I have this problem :
Let $A_{3x3},B_{3x3}$, and $AB=0, BA \neq 0$ the span of the homogeneous for $Ax=0$ is $Sp\{(1,1,1)\}$ find $rank(B)$.
Since $BA \neq 0$ and $B_{3x3} \implies 0 < rank(B) \leq 3$
Since $A_{\rightarrow}B_{\downarrow}=0$ Meaning every column in B is a solution for the $A_{i \rightarrow} (i=0,1,2)$ homogeneous equation
Since we know that the solution of $Ax=0$ is $Sp\{(1,1,1)\}$ So we can conclude that the dimension for the homogeneous equation is $1$, and since every column in $B$ is a solution for the homogeneous equation, we can conclude $rank(B)=1$ Since every colum in $B$ is a $Sp\{1,1,1\}$.
Is this solution correct?
Thanks!
Yes, the solution is correct. Here's a simpler version.
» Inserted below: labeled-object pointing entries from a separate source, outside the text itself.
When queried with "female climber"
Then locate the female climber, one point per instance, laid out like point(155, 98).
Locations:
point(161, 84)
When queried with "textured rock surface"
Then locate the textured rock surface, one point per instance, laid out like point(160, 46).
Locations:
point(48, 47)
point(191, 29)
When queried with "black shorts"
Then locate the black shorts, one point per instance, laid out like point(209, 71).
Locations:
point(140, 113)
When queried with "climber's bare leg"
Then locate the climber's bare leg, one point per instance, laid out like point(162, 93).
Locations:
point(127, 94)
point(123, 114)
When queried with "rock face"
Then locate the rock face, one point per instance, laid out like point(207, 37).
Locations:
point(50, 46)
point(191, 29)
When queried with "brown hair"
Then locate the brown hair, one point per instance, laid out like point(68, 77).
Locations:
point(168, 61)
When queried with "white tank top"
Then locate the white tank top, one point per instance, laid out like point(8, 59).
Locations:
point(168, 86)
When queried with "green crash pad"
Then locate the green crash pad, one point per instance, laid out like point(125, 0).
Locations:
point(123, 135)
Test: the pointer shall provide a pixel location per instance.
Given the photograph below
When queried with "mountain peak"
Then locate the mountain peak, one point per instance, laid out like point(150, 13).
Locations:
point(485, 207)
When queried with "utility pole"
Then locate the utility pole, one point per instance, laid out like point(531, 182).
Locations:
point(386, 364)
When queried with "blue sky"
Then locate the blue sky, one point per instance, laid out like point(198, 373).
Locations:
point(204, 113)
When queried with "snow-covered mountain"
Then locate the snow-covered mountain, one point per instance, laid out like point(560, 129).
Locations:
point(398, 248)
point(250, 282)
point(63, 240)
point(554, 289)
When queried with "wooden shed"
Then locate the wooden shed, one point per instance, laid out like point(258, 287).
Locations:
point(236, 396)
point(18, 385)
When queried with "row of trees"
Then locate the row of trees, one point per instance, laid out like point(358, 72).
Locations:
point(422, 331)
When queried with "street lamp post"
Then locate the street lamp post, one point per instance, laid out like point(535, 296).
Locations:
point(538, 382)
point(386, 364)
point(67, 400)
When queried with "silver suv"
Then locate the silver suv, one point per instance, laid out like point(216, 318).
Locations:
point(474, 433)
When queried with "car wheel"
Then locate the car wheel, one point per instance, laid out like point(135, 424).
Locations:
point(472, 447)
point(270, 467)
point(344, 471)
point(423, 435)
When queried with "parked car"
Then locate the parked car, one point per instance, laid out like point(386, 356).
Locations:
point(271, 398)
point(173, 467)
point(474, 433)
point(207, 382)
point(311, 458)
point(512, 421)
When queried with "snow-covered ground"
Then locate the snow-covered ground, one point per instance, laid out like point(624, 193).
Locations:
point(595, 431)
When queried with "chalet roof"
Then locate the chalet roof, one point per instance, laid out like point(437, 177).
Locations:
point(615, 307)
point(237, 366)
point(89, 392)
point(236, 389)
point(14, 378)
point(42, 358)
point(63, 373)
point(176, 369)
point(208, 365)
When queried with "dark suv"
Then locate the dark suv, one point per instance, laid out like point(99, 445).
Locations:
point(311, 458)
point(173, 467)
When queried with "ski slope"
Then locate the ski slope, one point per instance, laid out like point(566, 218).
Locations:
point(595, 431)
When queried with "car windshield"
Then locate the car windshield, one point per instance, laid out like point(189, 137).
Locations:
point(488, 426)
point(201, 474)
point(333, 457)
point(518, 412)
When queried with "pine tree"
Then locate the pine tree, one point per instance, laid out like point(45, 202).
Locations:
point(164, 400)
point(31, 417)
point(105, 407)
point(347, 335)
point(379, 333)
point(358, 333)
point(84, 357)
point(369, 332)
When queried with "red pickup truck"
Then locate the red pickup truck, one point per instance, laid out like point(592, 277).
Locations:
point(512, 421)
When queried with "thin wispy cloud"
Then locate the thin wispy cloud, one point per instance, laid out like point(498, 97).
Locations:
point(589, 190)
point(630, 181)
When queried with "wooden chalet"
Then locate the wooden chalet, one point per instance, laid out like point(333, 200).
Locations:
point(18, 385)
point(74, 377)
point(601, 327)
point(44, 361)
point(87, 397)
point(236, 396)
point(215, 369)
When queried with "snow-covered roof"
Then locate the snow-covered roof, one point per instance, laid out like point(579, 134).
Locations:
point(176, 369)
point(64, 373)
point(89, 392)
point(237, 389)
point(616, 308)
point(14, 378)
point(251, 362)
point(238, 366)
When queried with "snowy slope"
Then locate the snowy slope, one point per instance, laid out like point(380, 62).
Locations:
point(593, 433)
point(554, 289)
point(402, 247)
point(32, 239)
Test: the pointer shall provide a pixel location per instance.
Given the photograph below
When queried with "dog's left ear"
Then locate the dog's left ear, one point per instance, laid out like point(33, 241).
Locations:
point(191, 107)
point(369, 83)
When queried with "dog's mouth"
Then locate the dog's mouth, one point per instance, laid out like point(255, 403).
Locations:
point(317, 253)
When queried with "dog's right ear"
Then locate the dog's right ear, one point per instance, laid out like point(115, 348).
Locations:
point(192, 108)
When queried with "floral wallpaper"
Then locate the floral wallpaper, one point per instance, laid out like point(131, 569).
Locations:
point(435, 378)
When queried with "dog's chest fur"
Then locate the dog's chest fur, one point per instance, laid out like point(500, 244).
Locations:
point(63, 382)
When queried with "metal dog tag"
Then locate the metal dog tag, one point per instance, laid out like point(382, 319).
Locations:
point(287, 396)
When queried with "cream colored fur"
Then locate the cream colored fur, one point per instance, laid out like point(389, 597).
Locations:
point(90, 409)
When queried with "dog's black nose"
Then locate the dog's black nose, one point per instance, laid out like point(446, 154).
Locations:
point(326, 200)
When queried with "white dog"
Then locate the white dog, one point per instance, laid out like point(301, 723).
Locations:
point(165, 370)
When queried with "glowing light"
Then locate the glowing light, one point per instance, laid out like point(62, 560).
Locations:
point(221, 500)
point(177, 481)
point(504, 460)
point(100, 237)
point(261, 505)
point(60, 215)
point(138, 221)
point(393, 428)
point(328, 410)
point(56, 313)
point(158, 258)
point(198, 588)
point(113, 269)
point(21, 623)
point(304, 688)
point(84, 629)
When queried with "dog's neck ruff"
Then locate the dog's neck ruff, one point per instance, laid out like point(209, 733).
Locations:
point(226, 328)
I assume you mean that the solution set of the homogeneous system $Ax=0$ is spanned by $(1,1,1)$. This means that $Ax=0$ implies $x=\alpha(1,1,1)$ for some $\alpha$.
Thus, since $AB=0$, every column of $B$ is of that form and therefore $$ B=\begin{bmatrix} \alpha & \beta & \gamma \\ \alpha & \beta & \gamma \\ \alpha & \beta & \gamma \end{bmatrix} $$ so its rank is at most $1$.
Since $BA\ne0$, the rank of $B$ is at least $1$.